Burung Jalak dikenal setia. Ketika mereka menemukan pasangannya, mereka akan tetap terbang kesana-kemari berdua walaupun dalam satu penangkaran. Ini melambangkan kehidupan komunitas kolok yang hidup dalam satu desa pun akan selalu bersama.
Ibu Dayu menyebut, mengajarkan tarian kepada komunitas kolok cukup menantang. Sebab, ia sendiri tidak dapat berbahasa isyarat. Mereka belajar melalui kode gerakan tertentu dan melalui gadget.
“Walaupun mereka tidak bisa mendengar dan berbicara, tapi bermain ponsel mereka sudah biasa. Jadi, mereka belajar gerakan dari video yang aku kirimkan, biasanya lewat WhatsApp,” cerita Ibu Dayu seperti diceritakan oleh National Geographic Indonesia, (26/11/2018).

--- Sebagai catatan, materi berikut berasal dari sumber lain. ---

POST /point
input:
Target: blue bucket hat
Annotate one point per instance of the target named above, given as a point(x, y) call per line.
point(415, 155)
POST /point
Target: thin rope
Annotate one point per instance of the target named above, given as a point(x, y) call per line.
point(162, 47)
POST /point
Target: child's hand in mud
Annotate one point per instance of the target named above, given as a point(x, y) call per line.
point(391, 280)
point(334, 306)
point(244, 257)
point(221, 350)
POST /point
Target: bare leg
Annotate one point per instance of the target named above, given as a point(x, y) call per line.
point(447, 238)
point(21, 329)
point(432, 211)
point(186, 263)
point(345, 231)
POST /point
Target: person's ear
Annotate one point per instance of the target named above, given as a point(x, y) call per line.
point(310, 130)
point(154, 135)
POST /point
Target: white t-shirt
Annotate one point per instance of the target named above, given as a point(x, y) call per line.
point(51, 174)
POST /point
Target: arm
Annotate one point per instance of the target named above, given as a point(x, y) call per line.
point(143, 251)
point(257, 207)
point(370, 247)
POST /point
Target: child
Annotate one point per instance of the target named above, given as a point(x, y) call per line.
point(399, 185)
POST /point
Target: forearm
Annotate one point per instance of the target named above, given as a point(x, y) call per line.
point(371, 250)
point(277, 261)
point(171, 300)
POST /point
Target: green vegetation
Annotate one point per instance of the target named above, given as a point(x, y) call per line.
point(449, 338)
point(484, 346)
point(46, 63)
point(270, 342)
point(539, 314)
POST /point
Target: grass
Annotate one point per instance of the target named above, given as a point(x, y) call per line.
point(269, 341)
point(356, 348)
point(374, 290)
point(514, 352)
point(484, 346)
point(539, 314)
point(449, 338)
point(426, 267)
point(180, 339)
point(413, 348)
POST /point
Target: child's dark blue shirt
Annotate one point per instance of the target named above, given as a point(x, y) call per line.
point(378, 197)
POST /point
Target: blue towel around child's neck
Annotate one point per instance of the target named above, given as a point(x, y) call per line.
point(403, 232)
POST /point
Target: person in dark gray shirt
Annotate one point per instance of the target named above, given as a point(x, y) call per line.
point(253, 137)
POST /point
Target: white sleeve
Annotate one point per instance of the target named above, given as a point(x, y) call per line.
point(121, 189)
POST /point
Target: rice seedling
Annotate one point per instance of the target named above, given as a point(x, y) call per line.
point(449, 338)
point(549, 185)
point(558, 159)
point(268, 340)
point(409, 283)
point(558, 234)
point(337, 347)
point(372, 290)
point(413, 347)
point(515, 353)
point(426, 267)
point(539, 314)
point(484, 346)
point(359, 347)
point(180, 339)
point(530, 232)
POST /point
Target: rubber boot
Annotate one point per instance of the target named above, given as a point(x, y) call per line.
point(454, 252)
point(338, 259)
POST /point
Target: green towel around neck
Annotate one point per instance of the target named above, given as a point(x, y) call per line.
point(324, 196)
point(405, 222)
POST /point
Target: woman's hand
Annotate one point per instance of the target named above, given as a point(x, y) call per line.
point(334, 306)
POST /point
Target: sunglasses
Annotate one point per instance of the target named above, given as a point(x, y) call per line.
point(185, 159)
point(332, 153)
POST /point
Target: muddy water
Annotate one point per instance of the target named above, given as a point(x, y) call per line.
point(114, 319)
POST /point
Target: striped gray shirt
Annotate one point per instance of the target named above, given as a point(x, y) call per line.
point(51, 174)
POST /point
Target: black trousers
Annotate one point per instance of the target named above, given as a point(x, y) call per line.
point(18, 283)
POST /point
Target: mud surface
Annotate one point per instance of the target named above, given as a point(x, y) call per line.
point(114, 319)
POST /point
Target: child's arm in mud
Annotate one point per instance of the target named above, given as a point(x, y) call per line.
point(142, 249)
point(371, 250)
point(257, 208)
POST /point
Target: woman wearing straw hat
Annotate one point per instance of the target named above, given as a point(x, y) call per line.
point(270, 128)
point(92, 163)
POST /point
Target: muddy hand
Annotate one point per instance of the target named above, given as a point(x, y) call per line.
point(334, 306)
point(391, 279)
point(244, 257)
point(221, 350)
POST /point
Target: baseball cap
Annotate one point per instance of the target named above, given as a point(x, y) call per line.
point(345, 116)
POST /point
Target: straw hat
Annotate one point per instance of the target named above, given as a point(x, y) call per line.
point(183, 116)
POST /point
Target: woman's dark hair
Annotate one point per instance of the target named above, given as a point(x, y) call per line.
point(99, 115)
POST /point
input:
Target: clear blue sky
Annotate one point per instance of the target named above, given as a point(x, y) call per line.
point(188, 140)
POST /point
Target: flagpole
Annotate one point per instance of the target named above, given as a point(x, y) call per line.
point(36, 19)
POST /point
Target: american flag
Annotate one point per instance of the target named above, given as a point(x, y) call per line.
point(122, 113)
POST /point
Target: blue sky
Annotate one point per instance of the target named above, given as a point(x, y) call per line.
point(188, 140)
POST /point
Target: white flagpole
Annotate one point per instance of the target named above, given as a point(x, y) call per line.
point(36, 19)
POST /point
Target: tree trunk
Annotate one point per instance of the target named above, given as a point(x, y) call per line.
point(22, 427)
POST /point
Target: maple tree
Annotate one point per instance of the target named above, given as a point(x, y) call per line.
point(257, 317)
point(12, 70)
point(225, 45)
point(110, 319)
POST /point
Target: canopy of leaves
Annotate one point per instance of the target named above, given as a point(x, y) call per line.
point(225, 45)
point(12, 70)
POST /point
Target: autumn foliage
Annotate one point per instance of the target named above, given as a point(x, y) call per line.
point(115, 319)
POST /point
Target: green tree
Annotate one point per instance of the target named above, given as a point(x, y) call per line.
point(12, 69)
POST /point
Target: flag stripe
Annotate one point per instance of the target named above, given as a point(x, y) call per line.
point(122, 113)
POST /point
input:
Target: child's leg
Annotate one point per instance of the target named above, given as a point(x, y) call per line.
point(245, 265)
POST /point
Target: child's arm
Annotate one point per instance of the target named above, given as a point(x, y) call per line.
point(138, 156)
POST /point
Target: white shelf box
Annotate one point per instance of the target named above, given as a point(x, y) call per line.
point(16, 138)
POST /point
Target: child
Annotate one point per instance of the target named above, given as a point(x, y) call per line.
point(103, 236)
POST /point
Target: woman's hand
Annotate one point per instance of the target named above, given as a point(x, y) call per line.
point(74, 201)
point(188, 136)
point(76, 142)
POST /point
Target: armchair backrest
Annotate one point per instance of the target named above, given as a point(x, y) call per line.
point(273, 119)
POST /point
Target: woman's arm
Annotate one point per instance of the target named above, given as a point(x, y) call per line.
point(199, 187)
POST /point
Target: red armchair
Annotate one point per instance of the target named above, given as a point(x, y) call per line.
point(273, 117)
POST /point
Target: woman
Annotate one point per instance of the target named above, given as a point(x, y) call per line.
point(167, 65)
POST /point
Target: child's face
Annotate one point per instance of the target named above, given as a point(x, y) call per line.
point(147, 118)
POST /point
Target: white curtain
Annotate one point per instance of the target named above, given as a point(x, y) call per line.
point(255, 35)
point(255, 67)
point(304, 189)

Durasi latihan pun tidak bisa dipastikan. Dalam satu kali pentas yang berdurasi sekitar 7-8 menit, waktu latihan yang dibutuhkan komunitas kolok bisa mencapai hingga 2 bulan.
Berjuang di tengah pandemi
Hadirnya pandemi Covid-19 tentu menjadi mimpi buruk bagi semua orang, termasuk para seniman tari di Desa Bengkala. Mereka yang terbiasa menggelar pagelaran tari untuk memikat wisatawan, terpaksa harus berhenti sementara.
Baca Juga: Mengunjungi Luang Prabang yang Kaya Akan Tradisi Keagamaan dan Budaya
Selain mematuhi imbauan pemerintah untuk tidak menggelar acara yang berpotensi mengundang kerumunan, hilangnya kehadiran wisatawan menjadikan pagelaran tari di Desa Bengkala tak punya penonton lagi.
Berdasarkan data dari Dinas Pariwisata Provinsi Bali, total kunjungan domestik dan internasional ke Bali melalui Bandara I Gusti Ngurah Rai periode 1 Januari – 12 Oktober 2020 hanya tercatat 5.123.707 orang. Sementara, pada tahun 2019, total kunjungan mencapai hingga 18.406.652 orang.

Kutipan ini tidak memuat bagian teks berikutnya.